Desert sand coats everything here.
If you let anything sit long enough, either inside or out, it collects a flim of girtty flith.
Even now as I write, I sit atop a dust caked chair on a belcony overlooking the suburb of Maadi.
I have been here in Egypt two weeks now...
I have since left jet-leg in the wake of a fast paced life style, full of language classes, meetings, tasks and homework.
However, despite the lack consitant intermissions, Egypt has begun to feel like home to me and when the opportunity to surface and rest presents itself, I have found myself in the sweet embrace of the couch and a pizza box.
God has been both the forefront and distant longing in my heart over the last couple months.
Since arriving home from Africa in July, I retreated from myself.

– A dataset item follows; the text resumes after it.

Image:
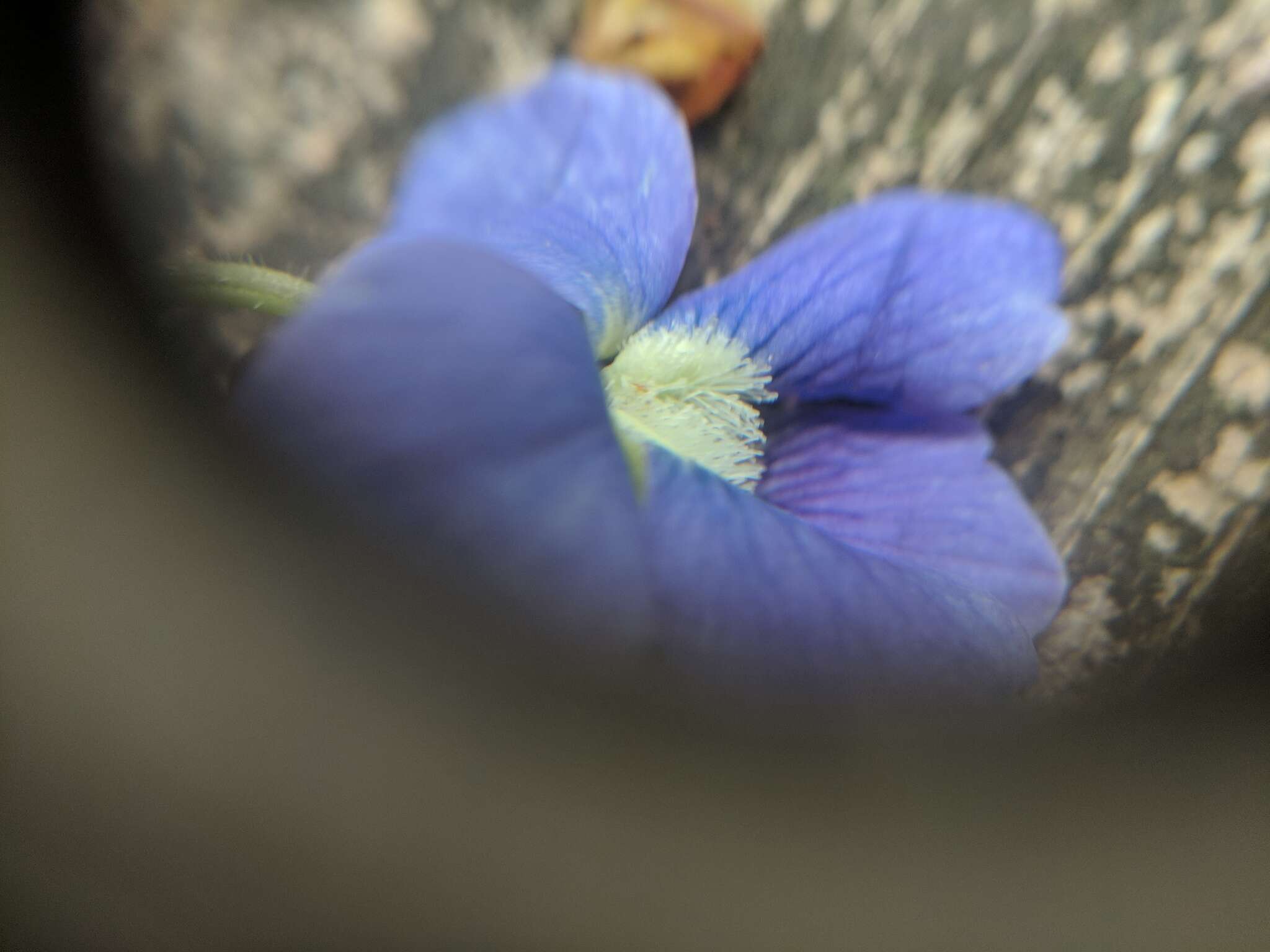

I told the story of my travels but never really processed it, and I went from a "Spiritual high" into a cement wall.
I still was around God but never came before Him, never really focused on Him...
The thing about dust is, unless it's on a hard, flat surface, it doesn't come out easily.
It collects in groves and poors and it piles up...
God didn't make us hard, nor did He make us flat.
It says that God shaped us and He continues to mold us.
We are incrediably detailed, carefully constructed beings and it's because we are so detailed, that it's so difficult to get all the dust out when it gathers.
My prayer life began to suffer, my want for more for decreased and God felt distant.
I know He never was, nor will He ever be, but I felt cut off, choaked in dust.
I was too embarrassed and too stubborn to ask for help.
And so I was off to Egypt...on a plane this first time more alone then ever.
I continued to struggle,
At prayer meetings I felt as though I was talking to God through a wall,
Alone I found it hard to come before God, I felt ashamed.
God is Good...All the time.
It was at church this weekend that some of the dust came off,
The amazing thing is we don't have to let dust settle, God doesn't want us to let it settle because when it does, it masks how beautiful we are and makes it impossible to continue to grow.